Un record absolu de pollution atmosphérique a été battu ces derniers jours à New Delhi, en partie dû aux pétards utilisés pour la fête des lumières, Diwali. | MONEY SHARMA / AFP

Les trois jours de fête célébrant Diwali, la fête des lumières qui marque le Nouvel An hindou, resteront marqués d’une pierre noire cette année à New Delhi. Lundi 31 octobre, alors que les derniers pétards et feux d’artifice explosaient peu après minuit, la capitale de l’Inde a littéralement étouffé dans un brouillard toxique.

L’agence gouvernementale indienne de prévision et de recherche sur la qualité de l’air (Safar) a vu avec effarement la concentration en particules fines PM 2,5 franchir la barre des mille microgrammes par mètre cube, alors que le seuil admissible pour la santé humaine est fixé par l’Organisation mondiale de la santé à soixante microgrammes. L’agglomération est certes connue pour être l’une des plus polluées au monde mais, cette fois, un record absolu a été battu.

Le Safar est formel : « 60 % à 70 % de la fumée » qui est allée jusqu’à s’insinuer dans les tunnels du métro était due aux pétard de Diwali, et non aux conséquences habituelles de l’urbanisation croissante, de l’activité des centrales électriques au charbon et de la circulation des moteurs au diesel.

Les autorités publiques s’y attendaient.
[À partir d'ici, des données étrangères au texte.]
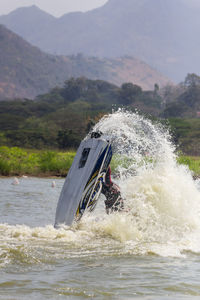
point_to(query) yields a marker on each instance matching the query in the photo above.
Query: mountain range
(163, 33)
(26, 71)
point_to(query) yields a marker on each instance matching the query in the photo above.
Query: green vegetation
(16, 161)
(62, 117)
(192, 162)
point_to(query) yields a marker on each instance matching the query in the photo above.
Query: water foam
(162, 203)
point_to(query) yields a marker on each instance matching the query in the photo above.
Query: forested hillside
(163, 33)
(62, 117)
(25, 71)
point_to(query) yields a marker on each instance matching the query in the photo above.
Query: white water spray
(162, 199)
(162, 203)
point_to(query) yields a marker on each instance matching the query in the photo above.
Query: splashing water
(162, 199)
(162, 203)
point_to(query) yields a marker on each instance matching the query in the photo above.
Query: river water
(151, 251)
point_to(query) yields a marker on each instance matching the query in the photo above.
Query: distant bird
(53, 184)
(15, 181)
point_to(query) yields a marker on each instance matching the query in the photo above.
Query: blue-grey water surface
(97, 259)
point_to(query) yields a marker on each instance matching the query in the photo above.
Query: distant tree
(129, 93)
(192, 80)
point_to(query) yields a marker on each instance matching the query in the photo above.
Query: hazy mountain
(163, 33)
(26, 71)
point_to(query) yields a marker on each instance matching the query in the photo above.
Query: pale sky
(54, 7)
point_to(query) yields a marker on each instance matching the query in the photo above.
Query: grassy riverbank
(17, 162)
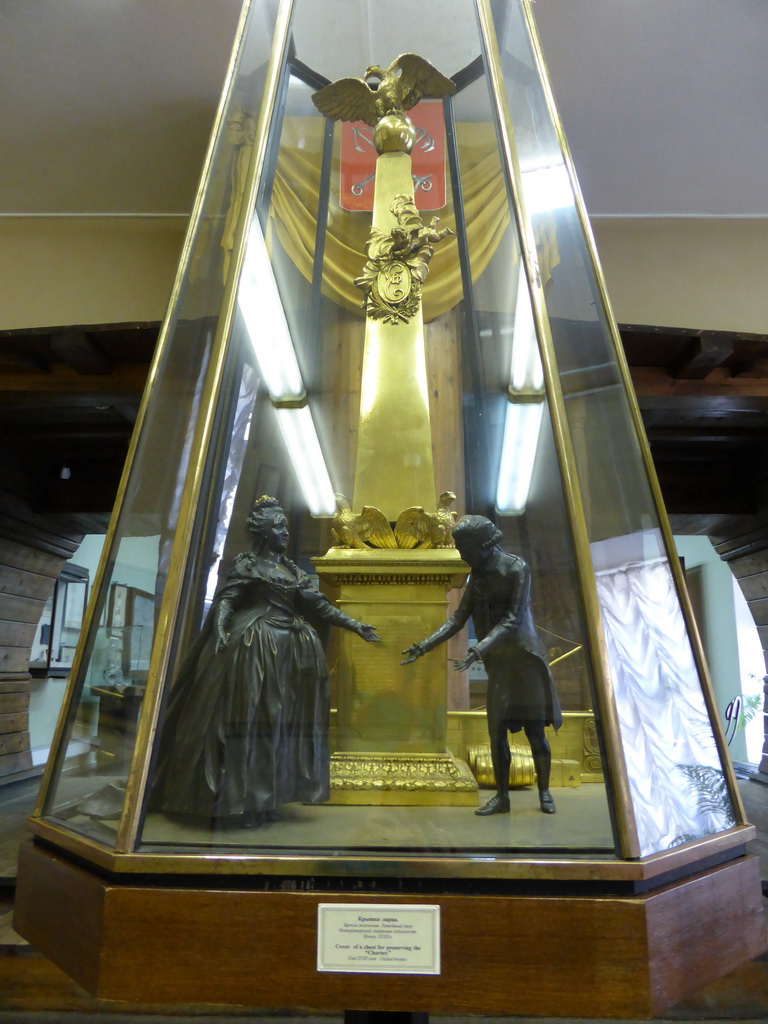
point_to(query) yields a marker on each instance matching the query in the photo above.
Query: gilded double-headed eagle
(382, 91)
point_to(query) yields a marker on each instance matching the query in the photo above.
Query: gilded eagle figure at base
(400, 86)
(353, 529)
(417, 527)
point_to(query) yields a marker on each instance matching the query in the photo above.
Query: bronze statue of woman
(247, 723)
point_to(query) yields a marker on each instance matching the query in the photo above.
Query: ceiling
(107, 104)
(107, 107)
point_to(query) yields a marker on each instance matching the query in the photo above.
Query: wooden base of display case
(573, 954)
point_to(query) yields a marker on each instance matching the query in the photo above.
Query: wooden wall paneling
(33, 552)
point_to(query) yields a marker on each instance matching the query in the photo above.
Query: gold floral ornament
(397, 264)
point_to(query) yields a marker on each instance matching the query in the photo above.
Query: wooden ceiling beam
(702, 354)
(78, 350)
(656, 382)
(125, 382)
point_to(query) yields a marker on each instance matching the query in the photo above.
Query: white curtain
(674, 768)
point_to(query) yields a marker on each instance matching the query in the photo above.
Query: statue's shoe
(497, 805)
(546, 802)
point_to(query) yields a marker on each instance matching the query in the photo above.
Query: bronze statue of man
(520, 692)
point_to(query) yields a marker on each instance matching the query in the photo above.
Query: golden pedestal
(392, 719)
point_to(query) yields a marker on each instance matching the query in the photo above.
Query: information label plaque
(374, 938)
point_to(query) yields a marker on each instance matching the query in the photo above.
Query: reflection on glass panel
(674, 765)
(96, 748)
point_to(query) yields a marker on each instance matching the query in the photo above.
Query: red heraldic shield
(428, 158)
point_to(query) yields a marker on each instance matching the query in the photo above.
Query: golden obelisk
(391, 725)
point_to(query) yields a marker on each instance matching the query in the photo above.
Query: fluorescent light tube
(265, 322)
(301, 440)
(521, 429)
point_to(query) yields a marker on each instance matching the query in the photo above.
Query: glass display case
(418, 619)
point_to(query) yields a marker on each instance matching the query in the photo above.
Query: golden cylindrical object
(521, 771)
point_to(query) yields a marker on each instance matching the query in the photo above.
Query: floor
(34, 991)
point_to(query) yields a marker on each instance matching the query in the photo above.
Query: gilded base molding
(402, 779)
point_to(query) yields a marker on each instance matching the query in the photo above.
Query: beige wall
(707, 274)
(57, 271)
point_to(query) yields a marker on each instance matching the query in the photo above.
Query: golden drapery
(293, 216)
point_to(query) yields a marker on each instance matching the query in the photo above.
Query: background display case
(388, 317)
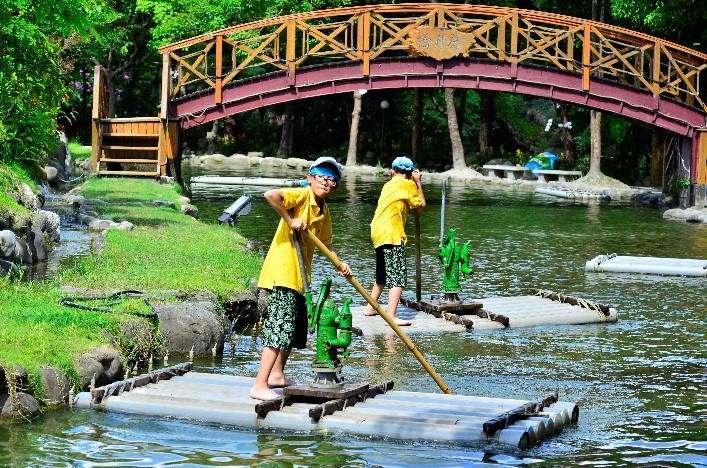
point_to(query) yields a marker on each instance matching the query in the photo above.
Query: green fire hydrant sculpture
(455, 259)
(333, 327)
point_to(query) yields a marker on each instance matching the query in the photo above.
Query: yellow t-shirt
(397, 197)
(281, 266)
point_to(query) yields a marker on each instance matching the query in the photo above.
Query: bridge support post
(699, 168)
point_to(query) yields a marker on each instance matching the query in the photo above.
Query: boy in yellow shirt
(403, 192)
(286, 321)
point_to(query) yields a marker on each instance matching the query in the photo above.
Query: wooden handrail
(512, 35)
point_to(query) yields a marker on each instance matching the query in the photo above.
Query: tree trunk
(485, 118)
(595, 144)
(211, 138)
(353, 134)
(568, 145)
(285, 148)
(457, 146)
(111, 94)
(417, 105)
(656, 170)
(595, 116)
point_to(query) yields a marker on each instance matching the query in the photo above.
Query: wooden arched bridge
(567, 59)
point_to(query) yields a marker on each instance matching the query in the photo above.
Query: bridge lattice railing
(219, 59)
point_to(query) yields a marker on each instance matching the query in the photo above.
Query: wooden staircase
(134, 146)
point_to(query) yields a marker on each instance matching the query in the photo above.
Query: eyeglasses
(324, 180)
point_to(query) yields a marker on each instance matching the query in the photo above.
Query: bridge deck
(458, 419)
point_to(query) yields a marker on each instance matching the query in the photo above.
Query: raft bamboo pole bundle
(354, 282)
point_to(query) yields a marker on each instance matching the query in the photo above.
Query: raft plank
(521, 311)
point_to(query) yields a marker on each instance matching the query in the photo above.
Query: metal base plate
(436, 306)
(339, 392)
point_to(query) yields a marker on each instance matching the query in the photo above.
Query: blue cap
(403, 163)
(326, 165)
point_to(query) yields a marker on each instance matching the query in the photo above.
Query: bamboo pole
(354, 282)
(418, 258)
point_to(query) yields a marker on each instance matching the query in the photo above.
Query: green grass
(166, 250)
(37, 331)
(79, 152)
(123, 190)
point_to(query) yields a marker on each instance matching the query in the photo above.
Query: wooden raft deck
(223, 399)
(544, 308)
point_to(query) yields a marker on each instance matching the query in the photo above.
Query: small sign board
(441, 43)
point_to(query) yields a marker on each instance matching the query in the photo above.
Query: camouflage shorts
(391, 269)
(286, 320)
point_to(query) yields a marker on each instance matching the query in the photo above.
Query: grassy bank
(166, 250)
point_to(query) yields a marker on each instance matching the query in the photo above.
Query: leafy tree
(32, 86)
(681, 21)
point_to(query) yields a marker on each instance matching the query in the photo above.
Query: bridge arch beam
(607, 96)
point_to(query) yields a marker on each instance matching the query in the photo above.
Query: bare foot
(279, 383)
(401, 322)
(264, 394)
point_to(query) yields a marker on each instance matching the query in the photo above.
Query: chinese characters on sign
(441, 43)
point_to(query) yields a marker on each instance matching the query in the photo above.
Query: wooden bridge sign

Vendredi 28 octobre, elles avaient demandé à la population de renoncer à la tradition des pétards. Le gouvernement de la région capitale avait aussi annoncé une décision inédite : installer des purificateurs d’air aux grands carrefours du centre ville.

Le ministre de la santé local, Satyendar Jain, a précisé qu’une expérimentation serait menée « d’ici un mois ou deux », en vue de « réduire le taux de pollution » en cinq points névralgiques du réseau routier : les gares routières d’Anand Vihar et de Sarai Kalen Khan, le quartier IPO, la porte du Cachemire et l’hôpital AIIMS.

Jusqu’à présent, ce sont les purificateurs d’air intérieur qui connaissaient un engouement très fort au moment de Diwali et à l’approche de l’hiver, lequel plonge tous les ans New Delhi dans un épais brouillard. Même si les médecins restent sceptiques quant à l’efficacité de ces équipements, les fabricants comme Sharp ou Panasonic disent avoir vu leurs ventes plus que doubler en novembre 2015. Cette année, ce sont les pouvoirs publics qui se laissent tenter, pour purifier non plus l’air intérieur, mais extérieur.

Dix mille à trente mille morts chaque année

Dans les rues de New Delhi, au lendemain de Diwali, la fête des lumières, le 31 octobre. | MONEY SHARMA / AFP

Selon Satyendar Jain, qui est architecte de profession, la ville de Pune, dans l’Etat du Maharashtra, aurait déjà obtenu des résultats intéressants de cette façon. Les systèmes qui seront testés prochainement dans la capitale, aux heures de pointe de la circulation automobile, seront capables de réduire « de 40 % à 60 % » la quantité de monoxyde de carbone et de particules en suspension, « dans un rayon compris entre vingt et trente mètres », affirme le ministre. Ils ont été mis au point conjointement par l’Institut national de recherche en ingénierie environnementale (Neeri) de Nagpur et par l’Institut indien de technologie (IIT) de Bombay.

En outre, les autorités ont décidé de tester un brumisateur géant à un autre grand carrefour de la ville. La brume vaporisée dans l’air contribuera à fixer les particules et pourrait, toujours selon Satyendar Jain, diminuer significativement la quantité de particules fines PM 2,5 et PM 10, considérées comme responsables de la forte augmentation des cas de bronchite chronique, de cancer du poumon et de maladies cardiaques.

Certains habitants de New Delhi dénoncent des mesures « cosmétiques ». D’autres assurent que le gouvernement régional, dirigé depuis bientôt deux ans par une formation populiste, le Parti de l’homme ordinaire (AAP), cherche à faire oublier « l’échec » de la circulation alternée, expérimentée à deux reprises cette année et jugée inefficace par le tribunal « vert », une juridiction créée en Inde en 2010 pour régler les litiges en matière d’environnement.

Selon le Centre pour les sciences et l’environnement, 10 000 à 30 000 personnes meurent chaque année de la pollution de l’air à Delhi. Et dans un rapport publié à quelques jours de la conférence de l’ONU sur le climat organisée à Marrakech, au Maroc, l’Unicef a fait savoir que sur les 2 milliards d’enfants respirant un air vicié sur la planète, un tiers vit dans le nord du sous-continent. Tous âges confondus, la pollution atmosphérique est aujourd’hui la cinquième cause de décès en Inde.